Danièle Fonck dfonck@tageblatt.lu
Ce n’est pas manquer de respect à la ministre luxembourgeoise en charge de l’Education nationale que de lui demander de s’inspirer d’un homme d’Etat. Ni de lui dire que ses projets de réforme manquent de lisibilité, de cohérence voire simplement de bon sens.
Au lieu de vivre en autiste avec ses collaborateurs, elle pourrait s’inspirer des fondamentaux de la démocratie – et d’ailleurs de la social-démocratie – en pratiquant l’écoute, la concertation, le dialogue, le débat public avant de se lancer dans des projets qui répondent à tout sauf à la réelle urgence d’un système éducatif destiné à façonner des jeunes qui, demain, devront satisfaire à des exigences qui n’ont rien à voir avec celles d’une superflue étude PISA et d’une place financière en mutation. Ecouter, ce n’est pas mettre en veille quelques propositions avant de les reformuler, bref, de gagner du temps, c’est reprendre le tout à zéro.
A quoi sert l’école?
A éduquer? Partiellement, certes, mais pas essentiellement. Car l’éducation passe par la famille et se compose de multiples éléments.
L’instruction est, elle, le propre de l’école. Sa finalité est de faire en sorte que tous les capteurs d’un enfant, dès son plus jeune âge, soient activés et donc en alerte. Car c’est petit qu’on est le plus réceptif, notamment à l’apprentissage des langues, sans oublier l’éducation artistique.

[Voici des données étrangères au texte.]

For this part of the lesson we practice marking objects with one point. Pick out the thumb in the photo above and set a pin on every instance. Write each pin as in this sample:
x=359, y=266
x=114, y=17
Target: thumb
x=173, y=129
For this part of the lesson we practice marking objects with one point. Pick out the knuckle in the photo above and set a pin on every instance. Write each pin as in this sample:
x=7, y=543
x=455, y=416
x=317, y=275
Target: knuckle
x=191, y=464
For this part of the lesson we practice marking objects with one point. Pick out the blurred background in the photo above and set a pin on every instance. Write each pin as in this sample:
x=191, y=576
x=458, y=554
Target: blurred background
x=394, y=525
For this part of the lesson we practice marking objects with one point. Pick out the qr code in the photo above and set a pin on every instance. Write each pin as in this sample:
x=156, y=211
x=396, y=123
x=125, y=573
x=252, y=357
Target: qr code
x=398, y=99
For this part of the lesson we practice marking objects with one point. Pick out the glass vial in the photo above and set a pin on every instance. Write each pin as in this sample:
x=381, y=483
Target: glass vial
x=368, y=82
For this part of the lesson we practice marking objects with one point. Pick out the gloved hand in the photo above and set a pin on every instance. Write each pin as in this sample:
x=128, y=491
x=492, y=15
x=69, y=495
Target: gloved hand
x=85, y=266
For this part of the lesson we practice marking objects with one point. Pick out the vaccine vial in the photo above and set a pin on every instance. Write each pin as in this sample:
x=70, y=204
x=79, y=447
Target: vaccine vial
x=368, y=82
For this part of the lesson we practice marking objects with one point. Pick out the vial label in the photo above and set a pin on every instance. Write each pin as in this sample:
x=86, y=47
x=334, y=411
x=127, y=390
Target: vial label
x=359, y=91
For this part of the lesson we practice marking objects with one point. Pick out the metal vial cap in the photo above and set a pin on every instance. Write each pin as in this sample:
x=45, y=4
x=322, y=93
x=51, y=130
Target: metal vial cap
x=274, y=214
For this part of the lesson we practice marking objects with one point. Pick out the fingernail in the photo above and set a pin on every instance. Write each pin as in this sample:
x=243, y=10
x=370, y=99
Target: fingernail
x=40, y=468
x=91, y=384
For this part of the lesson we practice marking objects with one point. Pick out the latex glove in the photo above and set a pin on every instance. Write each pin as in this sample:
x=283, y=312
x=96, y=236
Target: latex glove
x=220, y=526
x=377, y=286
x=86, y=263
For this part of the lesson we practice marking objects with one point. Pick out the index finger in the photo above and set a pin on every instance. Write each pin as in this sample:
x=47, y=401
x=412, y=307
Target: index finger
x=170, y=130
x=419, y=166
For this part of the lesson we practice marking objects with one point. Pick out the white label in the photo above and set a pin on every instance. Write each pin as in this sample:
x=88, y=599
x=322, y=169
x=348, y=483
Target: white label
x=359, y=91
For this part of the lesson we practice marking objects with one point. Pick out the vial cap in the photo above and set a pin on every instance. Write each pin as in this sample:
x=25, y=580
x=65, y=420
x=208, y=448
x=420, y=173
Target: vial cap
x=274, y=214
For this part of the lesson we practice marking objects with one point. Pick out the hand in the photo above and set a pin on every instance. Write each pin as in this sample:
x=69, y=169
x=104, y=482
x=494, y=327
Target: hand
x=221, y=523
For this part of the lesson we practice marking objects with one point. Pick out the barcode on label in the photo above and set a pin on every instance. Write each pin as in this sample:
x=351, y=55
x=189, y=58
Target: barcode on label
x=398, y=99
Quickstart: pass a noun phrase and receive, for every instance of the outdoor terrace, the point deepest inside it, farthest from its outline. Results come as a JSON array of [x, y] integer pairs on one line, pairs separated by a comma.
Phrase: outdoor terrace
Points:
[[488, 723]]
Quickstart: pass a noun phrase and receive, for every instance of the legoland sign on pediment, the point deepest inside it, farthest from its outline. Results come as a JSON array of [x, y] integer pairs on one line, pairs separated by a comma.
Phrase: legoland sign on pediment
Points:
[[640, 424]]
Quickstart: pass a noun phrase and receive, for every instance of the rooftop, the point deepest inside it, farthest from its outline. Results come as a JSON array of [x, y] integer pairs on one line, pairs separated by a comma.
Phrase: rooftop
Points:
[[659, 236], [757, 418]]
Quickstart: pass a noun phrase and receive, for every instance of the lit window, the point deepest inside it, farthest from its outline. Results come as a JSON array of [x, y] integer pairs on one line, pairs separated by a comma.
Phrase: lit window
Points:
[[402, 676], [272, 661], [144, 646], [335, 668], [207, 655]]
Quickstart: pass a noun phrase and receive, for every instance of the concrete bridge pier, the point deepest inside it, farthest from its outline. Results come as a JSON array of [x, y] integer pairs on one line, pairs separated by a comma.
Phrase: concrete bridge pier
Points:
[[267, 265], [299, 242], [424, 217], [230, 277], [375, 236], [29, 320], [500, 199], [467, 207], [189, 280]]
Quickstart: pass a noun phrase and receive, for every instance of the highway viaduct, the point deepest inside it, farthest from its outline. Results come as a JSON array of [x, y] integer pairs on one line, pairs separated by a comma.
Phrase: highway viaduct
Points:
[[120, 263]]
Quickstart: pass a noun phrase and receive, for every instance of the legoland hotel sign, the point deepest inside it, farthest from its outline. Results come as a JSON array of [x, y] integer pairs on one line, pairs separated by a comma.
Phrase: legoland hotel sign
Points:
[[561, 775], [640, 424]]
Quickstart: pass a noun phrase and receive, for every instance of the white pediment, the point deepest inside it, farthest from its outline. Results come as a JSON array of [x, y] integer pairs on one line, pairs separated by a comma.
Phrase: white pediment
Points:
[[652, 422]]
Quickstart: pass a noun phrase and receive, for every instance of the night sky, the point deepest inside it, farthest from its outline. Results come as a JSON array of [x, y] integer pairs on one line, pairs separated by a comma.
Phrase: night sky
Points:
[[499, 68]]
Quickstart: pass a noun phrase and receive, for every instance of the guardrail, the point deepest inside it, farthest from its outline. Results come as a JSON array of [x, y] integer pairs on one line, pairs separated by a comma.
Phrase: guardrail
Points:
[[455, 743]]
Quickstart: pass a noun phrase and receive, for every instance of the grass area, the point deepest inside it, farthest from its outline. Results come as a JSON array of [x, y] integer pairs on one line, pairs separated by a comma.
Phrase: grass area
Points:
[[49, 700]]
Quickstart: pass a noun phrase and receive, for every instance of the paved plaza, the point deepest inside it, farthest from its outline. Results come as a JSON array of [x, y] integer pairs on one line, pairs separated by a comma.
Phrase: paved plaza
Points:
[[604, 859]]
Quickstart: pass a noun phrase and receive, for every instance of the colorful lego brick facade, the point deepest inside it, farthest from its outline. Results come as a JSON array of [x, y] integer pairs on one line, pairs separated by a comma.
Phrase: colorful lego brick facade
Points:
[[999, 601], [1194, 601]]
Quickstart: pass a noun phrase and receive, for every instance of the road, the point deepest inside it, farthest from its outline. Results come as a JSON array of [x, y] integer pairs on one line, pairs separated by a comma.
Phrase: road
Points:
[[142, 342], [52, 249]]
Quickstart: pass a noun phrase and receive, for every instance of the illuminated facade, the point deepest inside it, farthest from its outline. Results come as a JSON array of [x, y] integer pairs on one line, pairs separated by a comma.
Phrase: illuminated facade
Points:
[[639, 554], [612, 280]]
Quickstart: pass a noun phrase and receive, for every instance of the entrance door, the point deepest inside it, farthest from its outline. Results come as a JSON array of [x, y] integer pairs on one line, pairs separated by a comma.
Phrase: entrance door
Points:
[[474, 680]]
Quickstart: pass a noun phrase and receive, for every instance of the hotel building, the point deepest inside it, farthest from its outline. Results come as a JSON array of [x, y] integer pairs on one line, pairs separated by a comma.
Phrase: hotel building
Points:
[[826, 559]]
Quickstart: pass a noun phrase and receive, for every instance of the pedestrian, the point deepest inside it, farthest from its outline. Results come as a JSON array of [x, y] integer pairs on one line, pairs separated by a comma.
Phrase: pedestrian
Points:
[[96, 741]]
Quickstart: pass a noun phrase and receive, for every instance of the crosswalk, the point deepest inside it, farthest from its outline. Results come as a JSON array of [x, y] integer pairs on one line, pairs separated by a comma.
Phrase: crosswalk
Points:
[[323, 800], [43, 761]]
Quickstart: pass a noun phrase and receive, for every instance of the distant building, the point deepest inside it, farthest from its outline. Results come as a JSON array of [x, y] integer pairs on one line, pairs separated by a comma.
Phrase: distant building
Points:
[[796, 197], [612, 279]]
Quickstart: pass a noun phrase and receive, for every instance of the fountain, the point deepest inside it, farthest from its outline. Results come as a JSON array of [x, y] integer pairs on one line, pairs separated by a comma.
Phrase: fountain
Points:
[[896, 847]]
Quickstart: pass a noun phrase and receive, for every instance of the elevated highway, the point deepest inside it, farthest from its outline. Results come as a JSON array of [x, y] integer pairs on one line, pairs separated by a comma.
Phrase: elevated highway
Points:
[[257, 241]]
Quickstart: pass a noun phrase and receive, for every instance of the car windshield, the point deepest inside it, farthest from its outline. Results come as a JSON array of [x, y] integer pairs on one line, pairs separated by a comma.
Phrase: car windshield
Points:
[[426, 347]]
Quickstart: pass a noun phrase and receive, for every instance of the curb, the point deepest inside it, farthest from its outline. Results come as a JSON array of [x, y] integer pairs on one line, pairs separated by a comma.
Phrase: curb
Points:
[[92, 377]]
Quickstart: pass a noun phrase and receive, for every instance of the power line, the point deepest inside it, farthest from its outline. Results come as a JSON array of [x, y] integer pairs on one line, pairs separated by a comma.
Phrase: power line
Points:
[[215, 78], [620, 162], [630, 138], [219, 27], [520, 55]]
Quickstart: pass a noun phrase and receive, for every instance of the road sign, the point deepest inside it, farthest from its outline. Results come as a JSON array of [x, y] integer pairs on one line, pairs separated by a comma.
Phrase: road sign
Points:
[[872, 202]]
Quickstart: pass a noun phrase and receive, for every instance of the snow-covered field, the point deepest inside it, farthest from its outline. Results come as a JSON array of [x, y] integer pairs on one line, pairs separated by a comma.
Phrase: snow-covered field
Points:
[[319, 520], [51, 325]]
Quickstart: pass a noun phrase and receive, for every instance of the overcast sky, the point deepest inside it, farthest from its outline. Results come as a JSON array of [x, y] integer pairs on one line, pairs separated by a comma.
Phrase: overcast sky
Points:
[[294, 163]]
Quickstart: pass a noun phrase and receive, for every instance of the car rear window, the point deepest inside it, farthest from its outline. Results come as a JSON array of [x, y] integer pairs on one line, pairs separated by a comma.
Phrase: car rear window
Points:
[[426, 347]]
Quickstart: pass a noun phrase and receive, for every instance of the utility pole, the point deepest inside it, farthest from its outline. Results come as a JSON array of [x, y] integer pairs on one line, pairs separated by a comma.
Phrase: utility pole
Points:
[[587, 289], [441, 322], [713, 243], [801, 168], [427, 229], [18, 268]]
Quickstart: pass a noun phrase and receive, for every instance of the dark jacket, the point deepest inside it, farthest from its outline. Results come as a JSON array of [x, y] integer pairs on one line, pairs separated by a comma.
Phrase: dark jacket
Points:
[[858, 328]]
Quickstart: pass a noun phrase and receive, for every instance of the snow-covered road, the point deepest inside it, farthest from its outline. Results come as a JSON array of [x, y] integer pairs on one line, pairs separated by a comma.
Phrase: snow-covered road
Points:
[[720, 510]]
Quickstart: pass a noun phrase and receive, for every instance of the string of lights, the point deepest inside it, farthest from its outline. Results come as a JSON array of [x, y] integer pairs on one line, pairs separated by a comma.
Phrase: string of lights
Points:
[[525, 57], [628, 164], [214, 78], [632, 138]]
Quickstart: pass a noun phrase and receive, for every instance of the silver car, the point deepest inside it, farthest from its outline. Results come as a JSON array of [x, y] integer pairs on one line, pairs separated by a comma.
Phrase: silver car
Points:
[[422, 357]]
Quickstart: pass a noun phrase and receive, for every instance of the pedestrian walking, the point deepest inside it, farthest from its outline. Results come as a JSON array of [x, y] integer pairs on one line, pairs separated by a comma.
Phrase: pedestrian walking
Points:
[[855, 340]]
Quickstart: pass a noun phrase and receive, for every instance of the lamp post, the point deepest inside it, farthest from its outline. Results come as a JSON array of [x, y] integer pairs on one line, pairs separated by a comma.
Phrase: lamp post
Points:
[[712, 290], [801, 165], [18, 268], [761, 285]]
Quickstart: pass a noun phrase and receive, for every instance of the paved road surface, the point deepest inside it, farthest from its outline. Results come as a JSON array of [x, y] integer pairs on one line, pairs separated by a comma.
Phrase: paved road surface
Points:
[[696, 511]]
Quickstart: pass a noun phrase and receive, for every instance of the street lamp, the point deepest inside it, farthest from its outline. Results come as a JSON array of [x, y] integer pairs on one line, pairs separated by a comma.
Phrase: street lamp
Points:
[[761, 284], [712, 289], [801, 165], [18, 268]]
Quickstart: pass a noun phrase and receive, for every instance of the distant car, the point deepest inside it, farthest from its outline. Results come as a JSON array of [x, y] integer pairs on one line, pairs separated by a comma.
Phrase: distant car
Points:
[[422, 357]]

Ah, la fameuse culture générale, désormais méprisée. Ne faut-il pas préparer les jeunes à leur futur emploi, en faire des spécialistes par branches, parlant anglais, si possible?
Ça sert à quoi?
Et si Mme Delvaux se renseignait, par exemple, sur la formation des grands dirigeants d’entreprises ou de banques … économistes, financiers, experts-comptables, auditeurs?
Non, les très grands sont souvent des historiens, des philosophes, des linguistes. Preuve que la culture prime sur l’hyperspécialisation dans la mesure où elle permet d’élargir son horizon et d’apprendre un métier autre que la formation de base. „Une tête bien pleine dans un corps sain“! La formule n’est pas plus désuète aujourd’hui qu’hier. Seul un esprit ouvert et curieux permet d’accéder à des connaissances plus poussées. Ce qui, soit dit en passant, exige aussi du travail et de la discipline.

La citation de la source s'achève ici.